Tiens ! je croyais l'avoir publiée en son temps, celle-ci :

9 mars. Sur l’album enregistré en 2000 par le quatuor de Jim Black, il y a une composition intitulée “Auk and Dromedary”. Ford Madox Ford n’appelait-il pas le roman qui l’a fait passer à la postérité, The Good Soldier, « my great auk’s egg » ? Ce sont bosses de dromadaire, seules éloignées, isolées. Je continue de préférer, encore et toujours, The Rash Act et Parade’s End.

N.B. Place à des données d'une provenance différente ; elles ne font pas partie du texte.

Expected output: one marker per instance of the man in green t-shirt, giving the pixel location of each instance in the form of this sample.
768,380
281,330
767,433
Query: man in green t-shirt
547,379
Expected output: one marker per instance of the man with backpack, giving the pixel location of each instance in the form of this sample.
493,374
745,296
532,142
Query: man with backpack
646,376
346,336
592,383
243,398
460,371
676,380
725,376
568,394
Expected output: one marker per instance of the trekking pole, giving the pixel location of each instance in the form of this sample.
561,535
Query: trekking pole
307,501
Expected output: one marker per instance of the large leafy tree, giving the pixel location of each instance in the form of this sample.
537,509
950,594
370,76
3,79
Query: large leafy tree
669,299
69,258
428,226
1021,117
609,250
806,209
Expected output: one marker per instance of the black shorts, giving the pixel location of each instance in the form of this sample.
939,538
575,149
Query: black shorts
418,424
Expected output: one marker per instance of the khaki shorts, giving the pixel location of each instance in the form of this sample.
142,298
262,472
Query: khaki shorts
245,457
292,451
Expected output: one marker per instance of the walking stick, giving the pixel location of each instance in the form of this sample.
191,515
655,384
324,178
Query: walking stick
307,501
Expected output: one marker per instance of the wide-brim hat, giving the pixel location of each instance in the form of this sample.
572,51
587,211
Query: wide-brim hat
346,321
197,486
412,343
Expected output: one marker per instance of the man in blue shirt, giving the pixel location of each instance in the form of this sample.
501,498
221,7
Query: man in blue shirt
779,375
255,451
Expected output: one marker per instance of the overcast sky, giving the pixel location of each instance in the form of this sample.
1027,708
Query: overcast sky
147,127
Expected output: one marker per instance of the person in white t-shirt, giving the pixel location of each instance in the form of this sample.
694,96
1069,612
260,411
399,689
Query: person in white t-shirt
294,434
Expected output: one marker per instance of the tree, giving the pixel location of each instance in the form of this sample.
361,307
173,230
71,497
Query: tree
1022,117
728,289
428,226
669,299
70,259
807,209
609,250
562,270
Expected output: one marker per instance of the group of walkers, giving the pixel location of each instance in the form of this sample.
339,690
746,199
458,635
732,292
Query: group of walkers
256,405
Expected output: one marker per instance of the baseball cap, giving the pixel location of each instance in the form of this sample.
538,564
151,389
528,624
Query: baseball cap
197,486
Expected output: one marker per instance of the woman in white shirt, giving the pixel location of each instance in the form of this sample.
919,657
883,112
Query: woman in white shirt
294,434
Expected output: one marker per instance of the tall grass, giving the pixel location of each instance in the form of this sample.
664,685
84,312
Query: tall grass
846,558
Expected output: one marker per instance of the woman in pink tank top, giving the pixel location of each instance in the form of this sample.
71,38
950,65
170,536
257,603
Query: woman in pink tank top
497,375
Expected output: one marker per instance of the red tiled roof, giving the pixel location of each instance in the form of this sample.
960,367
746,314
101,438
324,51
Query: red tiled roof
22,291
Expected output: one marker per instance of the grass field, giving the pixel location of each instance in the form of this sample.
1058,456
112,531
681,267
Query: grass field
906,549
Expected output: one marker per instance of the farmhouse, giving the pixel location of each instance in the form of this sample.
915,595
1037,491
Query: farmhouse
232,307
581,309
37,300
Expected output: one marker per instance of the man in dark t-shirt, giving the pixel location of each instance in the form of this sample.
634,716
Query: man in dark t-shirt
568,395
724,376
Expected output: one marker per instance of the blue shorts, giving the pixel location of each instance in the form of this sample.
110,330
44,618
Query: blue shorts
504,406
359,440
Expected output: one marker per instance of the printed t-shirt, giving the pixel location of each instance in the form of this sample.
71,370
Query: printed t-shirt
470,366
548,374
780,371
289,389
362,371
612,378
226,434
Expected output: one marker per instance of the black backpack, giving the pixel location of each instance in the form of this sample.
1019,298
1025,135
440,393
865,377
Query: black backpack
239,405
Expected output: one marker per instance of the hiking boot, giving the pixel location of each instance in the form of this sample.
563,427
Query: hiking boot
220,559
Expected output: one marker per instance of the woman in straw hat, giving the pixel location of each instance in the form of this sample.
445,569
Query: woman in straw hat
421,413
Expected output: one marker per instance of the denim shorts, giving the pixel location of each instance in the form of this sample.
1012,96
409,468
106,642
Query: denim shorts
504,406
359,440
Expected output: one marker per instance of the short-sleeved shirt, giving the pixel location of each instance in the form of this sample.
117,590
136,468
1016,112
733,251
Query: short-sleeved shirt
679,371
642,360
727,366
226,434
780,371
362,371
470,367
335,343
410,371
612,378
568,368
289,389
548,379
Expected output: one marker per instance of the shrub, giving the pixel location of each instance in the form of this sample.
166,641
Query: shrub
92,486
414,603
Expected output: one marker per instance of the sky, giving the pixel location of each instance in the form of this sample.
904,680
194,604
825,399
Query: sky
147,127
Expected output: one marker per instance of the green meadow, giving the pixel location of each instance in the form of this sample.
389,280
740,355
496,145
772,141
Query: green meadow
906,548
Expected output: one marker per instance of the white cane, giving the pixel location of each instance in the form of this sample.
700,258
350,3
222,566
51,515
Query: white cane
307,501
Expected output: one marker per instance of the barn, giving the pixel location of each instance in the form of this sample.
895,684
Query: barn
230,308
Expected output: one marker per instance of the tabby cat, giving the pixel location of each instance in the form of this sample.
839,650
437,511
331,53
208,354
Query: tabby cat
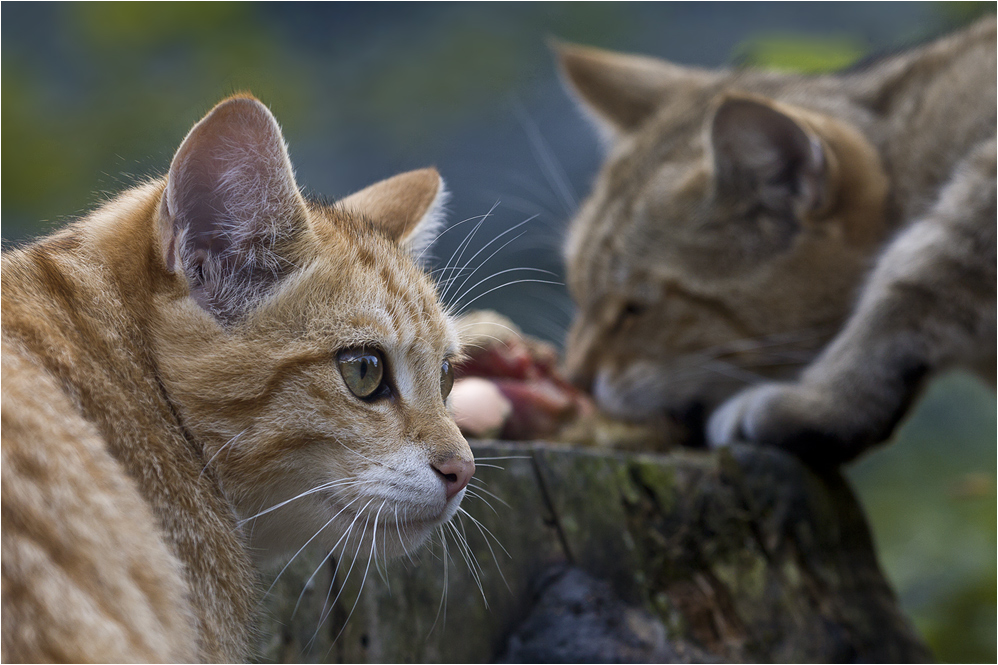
740,212
205,373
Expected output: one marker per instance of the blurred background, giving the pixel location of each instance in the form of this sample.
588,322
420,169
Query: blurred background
97,96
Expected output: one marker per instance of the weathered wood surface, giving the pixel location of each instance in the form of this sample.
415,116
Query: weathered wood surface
737,555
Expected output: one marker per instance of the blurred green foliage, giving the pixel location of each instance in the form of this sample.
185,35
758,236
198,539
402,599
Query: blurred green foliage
98,94
812,55
930,497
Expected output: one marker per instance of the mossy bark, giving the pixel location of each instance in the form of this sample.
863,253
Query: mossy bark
737,555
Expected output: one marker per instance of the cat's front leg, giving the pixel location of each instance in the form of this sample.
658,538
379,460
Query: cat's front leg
929,304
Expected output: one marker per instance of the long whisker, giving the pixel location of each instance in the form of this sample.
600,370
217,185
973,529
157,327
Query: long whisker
549,165
502,286
486,246
482,530
302,548
464,246
342,482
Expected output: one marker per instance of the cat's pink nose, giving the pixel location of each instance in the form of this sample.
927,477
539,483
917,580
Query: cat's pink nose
456,474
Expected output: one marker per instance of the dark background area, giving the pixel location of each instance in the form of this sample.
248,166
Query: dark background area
97,96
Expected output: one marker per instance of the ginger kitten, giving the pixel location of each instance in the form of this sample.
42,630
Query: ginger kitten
207,372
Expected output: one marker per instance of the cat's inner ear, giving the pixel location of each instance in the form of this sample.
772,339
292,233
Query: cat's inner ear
620,91
761,152
408,208
231,202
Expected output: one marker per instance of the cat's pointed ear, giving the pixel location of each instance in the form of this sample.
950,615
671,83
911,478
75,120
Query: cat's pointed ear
759,150
231,201
620,91
408,208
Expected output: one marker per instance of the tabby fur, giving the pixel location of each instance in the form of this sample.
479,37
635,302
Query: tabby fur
170,371
747,223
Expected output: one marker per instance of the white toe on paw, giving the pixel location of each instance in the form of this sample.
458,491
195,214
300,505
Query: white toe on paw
724,423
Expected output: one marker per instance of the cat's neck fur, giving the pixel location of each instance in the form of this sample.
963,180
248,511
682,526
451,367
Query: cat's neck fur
112,255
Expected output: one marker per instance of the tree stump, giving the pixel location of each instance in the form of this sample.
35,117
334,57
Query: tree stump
741,554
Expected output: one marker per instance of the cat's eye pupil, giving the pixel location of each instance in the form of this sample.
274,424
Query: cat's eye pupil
363,371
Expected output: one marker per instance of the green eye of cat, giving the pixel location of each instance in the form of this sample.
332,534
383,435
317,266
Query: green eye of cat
446,378
363,371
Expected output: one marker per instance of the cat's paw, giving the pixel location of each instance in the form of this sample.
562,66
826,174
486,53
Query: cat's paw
817,426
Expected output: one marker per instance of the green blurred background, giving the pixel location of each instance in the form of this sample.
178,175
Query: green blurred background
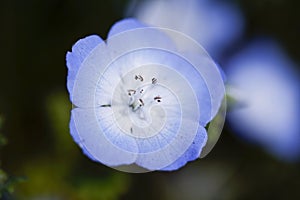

Hier matin, au réveil, j’avais quatre livres en cours de lecture ; hier soir, deux seulement. Entre-temps, j’en avais fini trois, et commencé un autre. Cet autre est bientôt terminé, et j’en parlerai bientôt : il s’agit du récit de Michèle Laforest, Tutuola mon bon maître, préfacé par Alain Ricard.

 

Heureusement, d'ailleurs, car j'ai fini de lire le roman de Michèle Laforest il y a quinze jours, et je n'en ai toujours pas soufflé mot.

mardi, 20 mars 2007

Nuruddin Farah on PBS

Bien sûr, il faut lire Nuruddin Farah.

Pour ceux que je bassine depuis si longtemps avec ce remarquable écrivain somalien de langue anglaise, voici un petit lien vers une interview récente. En cliquant sur le lien Streaming Video, juste en haut de l'article et à côté de la photo de Nuruddin, vous pourrez le voir & l'entendre en action.

lundi, 19 mars 2007

Détruire dit-elle (Duras, dis-je)

Elle se calme.

Il a pris le le livre, le sien à lui, il l'ouvre. Il ne lit pas.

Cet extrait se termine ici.